Ensaio 72. Unirio. sala 604.

Cecília e Rita

(Rita mão na cintura, Cecília a imita)

(Rita mão no cabelo, Cecília a imita)

Rita, perdi meu brinco

é ruim perder coisas né? Um dia desses eu também perdi uma coisa

uma amiga?

(risos)

eu tô cansada

eu sei

essa sensação de ter perdido alguma coisa, já faz dois meses, eu tô cansada

Andréia e Inácio

você tá estranho

(escutam e observam os ruídos no espaço)

(Vão se aproximando os corpos se tocam, eles se abraçam e começam a dançar, a dança vai ficando agressiva, eles giram rápido, muito rápido, rápido demais, Andréia começa a chorar, eles param e se abraçam)

Eu podia ter estado lá pra segurar ela, a gente podia ter estado lá

Eu te seguro se você quiser

Eu quero te pedir um favor, não me deixa mais de cinco segundos sozinho e não fica mais de um braço distante de mim

Inácio e Odilon

Se tocam de olhos fechados

Andréia e Inácio

O que vc tá fazendo?

lembrando...

Aqui tinha a tv, aqui duas almofadas grandes, ali o abajur

(Andréia segue recordando o que havia no espaço e com FITA CREPE reconstitui os objetos)

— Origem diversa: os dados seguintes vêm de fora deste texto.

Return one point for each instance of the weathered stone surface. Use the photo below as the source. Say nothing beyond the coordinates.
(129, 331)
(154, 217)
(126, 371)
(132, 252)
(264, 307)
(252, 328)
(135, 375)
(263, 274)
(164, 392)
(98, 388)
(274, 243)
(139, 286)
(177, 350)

o tapete aqui, mas não vou fazer o tapete

Andréia e Cecília

para com isso vc tá acabando com a fita crepe

não pula no sofá Cecília

pulo sim

(as duas pulam juntas no sofá feito de FITA CREPE, pulam muito até cansarem)

saem do sofá

quer fazer um climinha? liga o abajur

(Andréia deita em uma das “almofadas”)

Cecília liga a tv?

Andréia eu queria conversar....fala do dia com a lilla, fala do beijo

ela falou que a gente precisava beijar outras bocas, falou que não era nada, mas que a gente precisava se abrir, eu e Odilon, eu fiquei bem irritada

a gente falou de outras coisas

eu falei ainda tô chateada

ela falou para

eu falei não consigo

ela falou para

eu falei vou tentar

a gente se despediu, ela fez questão de me levar na porta

Odilon e Cecília

Oi

sua braguilha tá aberta

tudo bem?

tudo bem

Cecília, você tem uma cicatriz aqui na boca eu nunca tinha visto, o que foi?

olha, olha a minha cara, parece uma massinha branca

(eles fazem careta)

Cecília, Inácio, Rita, Andréia e Odilon

Cecília, com quantos anos a Lilla perdeu a virgindade?

15

Errou, foi com 13, com 15 ela fez o aborto. Vai levar torta na cara!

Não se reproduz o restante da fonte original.